Handle this currency and purchase the same way you’d make any other purchase.  First decide what it is you need.  If you wanted to spend dollars to buy a car, you’d state the need then evaluate the various options by comparing them to see which best fills your need.  You’d try very hard to drive the best possible bargain.

Complete the same process in dealing with Social Media.

1. Identify the need.  What is the real goal?  Be very specific.  ”I want to connect with 100 people who own landscaping companies so I can create relationships with them.  I want to create relationships with them so I can help them help their customers by showing them how to control weeds without killing desirable flowers at the same time.”

2. Set a budget.  If you’re going to buy a car that you know you’re going to drive back and forth over very rough roads until it falls apart, your budget is going to be very different than if your goal is to “impress my father-in-law.” Similarly, the time budget needs to match the goal. I am going to spend 15 minutes three times a day building my Social Media presence because. . .”

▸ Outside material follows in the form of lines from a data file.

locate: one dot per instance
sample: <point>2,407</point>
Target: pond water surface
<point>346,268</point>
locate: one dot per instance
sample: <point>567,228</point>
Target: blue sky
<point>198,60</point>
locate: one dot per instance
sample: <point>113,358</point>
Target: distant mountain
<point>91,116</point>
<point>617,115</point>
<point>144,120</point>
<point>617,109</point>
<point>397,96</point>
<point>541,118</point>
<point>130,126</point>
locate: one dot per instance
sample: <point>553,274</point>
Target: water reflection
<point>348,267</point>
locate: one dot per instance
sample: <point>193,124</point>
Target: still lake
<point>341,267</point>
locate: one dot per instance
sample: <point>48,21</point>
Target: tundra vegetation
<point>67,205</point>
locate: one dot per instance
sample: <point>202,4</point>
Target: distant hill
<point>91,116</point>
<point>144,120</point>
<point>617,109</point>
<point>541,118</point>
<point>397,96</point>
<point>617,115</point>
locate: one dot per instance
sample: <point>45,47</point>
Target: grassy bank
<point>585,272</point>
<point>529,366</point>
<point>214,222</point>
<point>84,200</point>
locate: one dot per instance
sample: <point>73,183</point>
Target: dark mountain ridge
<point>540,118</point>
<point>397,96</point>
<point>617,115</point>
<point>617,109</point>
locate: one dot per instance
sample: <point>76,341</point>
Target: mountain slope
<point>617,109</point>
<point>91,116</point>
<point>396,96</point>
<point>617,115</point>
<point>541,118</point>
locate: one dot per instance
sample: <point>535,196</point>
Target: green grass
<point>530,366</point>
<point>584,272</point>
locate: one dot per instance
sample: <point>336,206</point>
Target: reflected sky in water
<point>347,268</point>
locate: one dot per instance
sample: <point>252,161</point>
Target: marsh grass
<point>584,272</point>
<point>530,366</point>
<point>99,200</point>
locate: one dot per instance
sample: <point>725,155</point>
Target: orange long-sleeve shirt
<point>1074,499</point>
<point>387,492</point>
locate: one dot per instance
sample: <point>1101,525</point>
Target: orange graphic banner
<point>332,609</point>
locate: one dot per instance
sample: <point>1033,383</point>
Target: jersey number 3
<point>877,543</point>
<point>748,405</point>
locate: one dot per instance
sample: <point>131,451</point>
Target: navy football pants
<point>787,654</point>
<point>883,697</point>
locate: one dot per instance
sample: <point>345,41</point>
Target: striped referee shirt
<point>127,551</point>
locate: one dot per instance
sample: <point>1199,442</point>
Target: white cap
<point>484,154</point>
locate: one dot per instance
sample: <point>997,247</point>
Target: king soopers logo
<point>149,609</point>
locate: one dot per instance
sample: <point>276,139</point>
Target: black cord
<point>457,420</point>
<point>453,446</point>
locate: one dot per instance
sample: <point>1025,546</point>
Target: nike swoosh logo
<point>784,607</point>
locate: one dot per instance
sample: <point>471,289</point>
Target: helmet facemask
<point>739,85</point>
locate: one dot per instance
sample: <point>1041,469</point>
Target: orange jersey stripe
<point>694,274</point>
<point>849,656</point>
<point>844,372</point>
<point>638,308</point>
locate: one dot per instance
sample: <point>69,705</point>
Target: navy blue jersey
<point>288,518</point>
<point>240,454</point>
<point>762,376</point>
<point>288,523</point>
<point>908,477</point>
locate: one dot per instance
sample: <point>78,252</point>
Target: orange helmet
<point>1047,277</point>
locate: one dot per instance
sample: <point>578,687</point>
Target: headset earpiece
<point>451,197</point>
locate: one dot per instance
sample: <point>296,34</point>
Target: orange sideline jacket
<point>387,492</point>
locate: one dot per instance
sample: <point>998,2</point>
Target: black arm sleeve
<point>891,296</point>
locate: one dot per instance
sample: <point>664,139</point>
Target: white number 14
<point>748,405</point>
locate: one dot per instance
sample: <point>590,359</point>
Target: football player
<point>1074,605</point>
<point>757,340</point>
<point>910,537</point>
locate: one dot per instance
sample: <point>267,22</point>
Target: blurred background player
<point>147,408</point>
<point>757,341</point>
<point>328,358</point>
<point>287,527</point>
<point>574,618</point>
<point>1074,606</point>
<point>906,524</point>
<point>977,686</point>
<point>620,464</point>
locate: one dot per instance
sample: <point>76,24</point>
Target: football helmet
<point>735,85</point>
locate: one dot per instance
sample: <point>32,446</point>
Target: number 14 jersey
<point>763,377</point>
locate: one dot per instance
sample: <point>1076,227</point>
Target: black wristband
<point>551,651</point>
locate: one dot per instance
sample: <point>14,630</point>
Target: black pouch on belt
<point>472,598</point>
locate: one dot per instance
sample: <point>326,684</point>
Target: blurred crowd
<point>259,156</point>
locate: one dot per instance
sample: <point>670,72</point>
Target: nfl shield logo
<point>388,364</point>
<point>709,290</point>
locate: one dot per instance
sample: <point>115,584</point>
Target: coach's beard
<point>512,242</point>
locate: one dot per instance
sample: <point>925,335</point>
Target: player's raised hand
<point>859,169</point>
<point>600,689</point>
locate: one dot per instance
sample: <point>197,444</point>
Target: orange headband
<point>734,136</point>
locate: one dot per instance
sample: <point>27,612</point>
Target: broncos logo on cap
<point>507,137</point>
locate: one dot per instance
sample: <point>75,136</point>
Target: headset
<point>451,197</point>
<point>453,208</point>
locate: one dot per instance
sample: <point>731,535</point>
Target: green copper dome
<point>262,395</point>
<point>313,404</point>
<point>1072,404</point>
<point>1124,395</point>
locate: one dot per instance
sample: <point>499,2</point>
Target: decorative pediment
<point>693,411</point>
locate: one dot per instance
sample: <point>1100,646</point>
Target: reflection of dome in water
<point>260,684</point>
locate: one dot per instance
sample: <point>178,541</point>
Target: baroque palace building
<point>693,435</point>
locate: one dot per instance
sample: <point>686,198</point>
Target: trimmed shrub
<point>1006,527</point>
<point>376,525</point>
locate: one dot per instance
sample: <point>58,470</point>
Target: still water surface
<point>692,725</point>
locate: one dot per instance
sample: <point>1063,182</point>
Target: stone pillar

3. Determine your options.  ”What shall I post?  Should I give away information?  What kind of information?  Should I blog, use Twitter, Facebook, LinkedIn, or something else entirely?”  Don’t forget to use tools.  You research a car for many hours using Google, or perhaps Bing or Yahoo, prior to making that purchase.   Do the same for Social Media tools that are available.  If you find that you can post something on schedule to one Social Media outlet, then create a string of self-posting events, you’ve just make a whole lot more time for yourself.

4. Stop shopping and buy!  Indecision is a decision – one that’s made for you.  In Social Media terms, this means define your very specific program and begin to spend the amount of time you budgeted the way you’ve decided best to achieve your stated goal.

You’ve just converted the time you’ve spent from an expense to an investment – one that will return a handsome dividend.  You’ll no longer lose productivity as the result of “trying” to “work Social Media” and nothing is more costly than that.